Stereotyping wasn’t a new idea for Albarn by this point in his career. His lyrics had previously been criticized for sneering at the working class — “Girls and Boys” being a prime example — but his depictions of those whose lives are spent under the heel of Britain’s moneyed elite are more compassionate here: there’s the tired taxi driver of “Best Days,” ferrying cashed-up revelers from Soho to the suburbs as the sun rises, and the star-crossed lovers of “Yuko and Hiro.” If there is hope, it appears, it lies in the proles.

But honestly, hope is in short supply on The Great Escape. All these characters yearn for some means of escape, but none of them really achieve it. And if the present is dark, the future is darker still.

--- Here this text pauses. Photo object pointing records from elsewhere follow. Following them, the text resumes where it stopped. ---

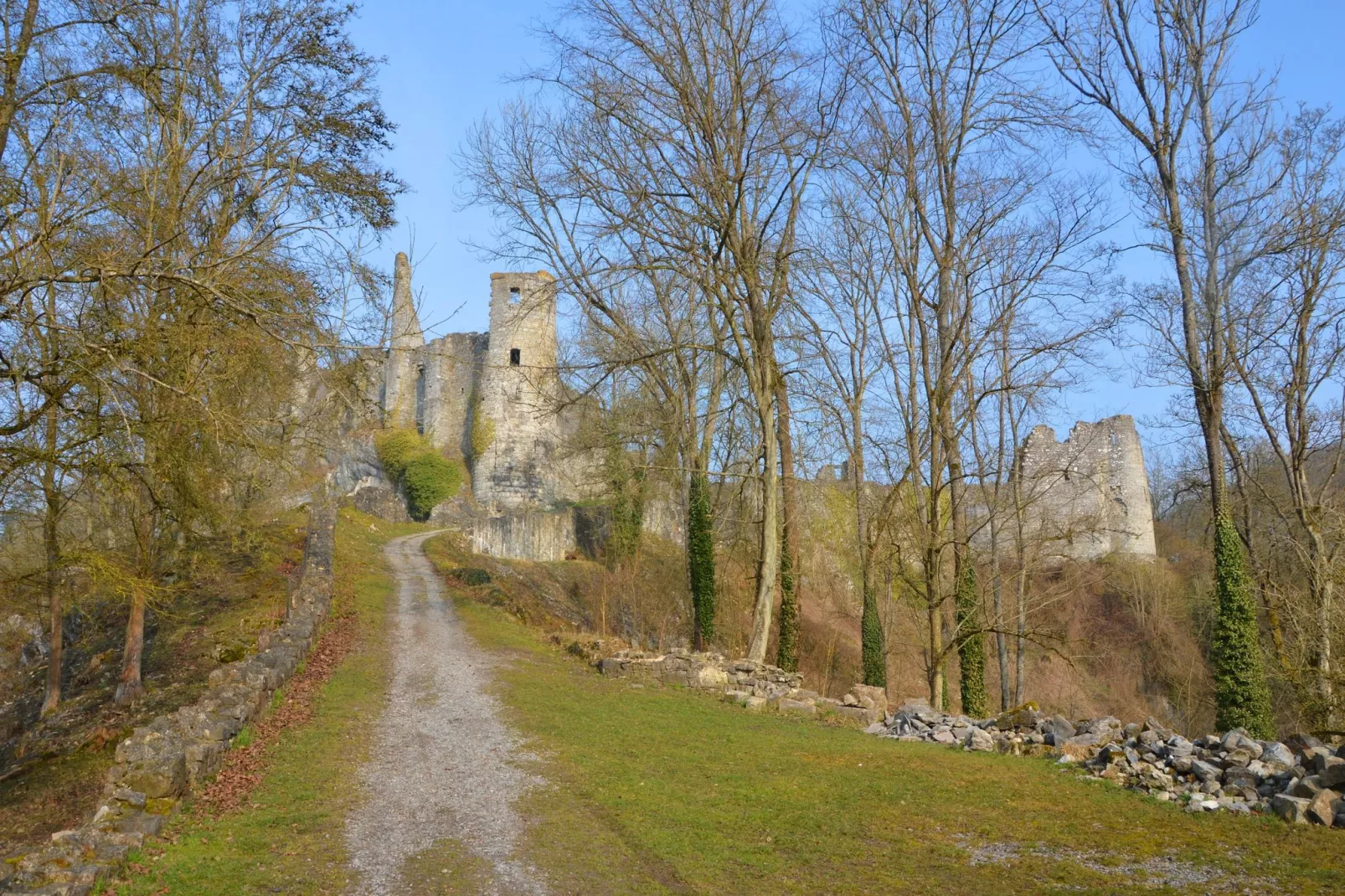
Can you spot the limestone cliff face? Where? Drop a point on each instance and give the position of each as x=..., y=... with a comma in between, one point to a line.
x=1087, y=497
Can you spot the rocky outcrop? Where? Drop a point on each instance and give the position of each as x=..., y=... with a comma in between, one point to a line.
x=164, y=760
x=1301, y=780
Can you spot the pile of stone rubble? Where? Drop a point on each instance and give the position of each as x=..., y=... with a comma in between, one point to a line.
x=757, y=687
x=1300, y=780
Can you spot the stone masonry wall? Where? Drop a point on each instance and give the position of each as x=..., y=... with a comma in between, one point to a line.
x=518, y=394
x=750, y=683
x=164, y=760
x=1089, y=496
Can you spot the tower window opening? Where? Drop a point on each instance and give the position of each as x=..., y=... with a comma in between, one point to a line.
x=420, y=399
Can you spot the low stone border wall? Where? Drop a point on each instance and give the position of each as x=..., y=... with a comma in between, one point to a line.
x=164, y=760
x=1301, y=780
x=754, y=685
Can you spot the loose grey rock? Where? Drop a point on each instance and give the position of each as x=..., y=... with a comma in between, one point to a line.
x=1324, y=806
x=1278, y=755
x=979, y=740
x=1291, y=809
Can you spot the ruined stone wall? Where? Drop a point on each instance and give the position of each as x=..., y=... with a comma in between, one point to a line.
x=454, y=365
x=1087, y=497
x=533, y=534
x=405, y=350
x=519, y=394
x=163, y=762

The album’s conceptual centerpiece, “He Thought of Cars,” finds its protagonist musing on a dystopian future and dreaming of getting away, but his ideas are never more than idle daydreams: “He thought of cars/ And where, where to drive them/ And who to drive them with/ But there, there was no one.” The album’s second single, “The Universal,” has an even bleaker vision of the future, one that predicted surveillance culture with startling accuracy: “No one here is alone/ Satellites in every home/ Yes, the Universal’s here/ Here for everyone.”

And, of course, there’s more than a touch of self-referentialism here, because who’s more privileged than a well-heeled pop star? This connection is made explicit with “Dan Abnormal” (an anagram of “Damon Albarn”), but all these characters can be interpreted as representing, to varying extents, aspects of their creator. If you read the album this way, it’s a strikingly bleak piece of work — if Albarn is shining lights into the dark corners of his personality with these songs, then he certainly doesn’t seem to like what he sees.

Either way, The Great Escape is a strange, singular piece of work. It’s rare for musicians to write deliberately from the perspective of a privileged class, and to examine its struggles in and of themselves, rather than contrasting them with the struggles of the working class and/or the oppressed minority. It can make for strange listening, and at times the temptation is to scoff at the stories of people who apparently have it all but still want more.

But these fractured, damaged figures, with their expensive suits and drug habits and abiding sense of low-level despair — their stories are important too. They tell us that — not unlike patriarchy — capitalism damages everyone, even those it’s supposed to benefit. If all that being atop the capitalist pyramid, with all the money and privilege that brings, breeds is an urge to walk into the sea, perhaps it’s time to reexamine the whole sorry business.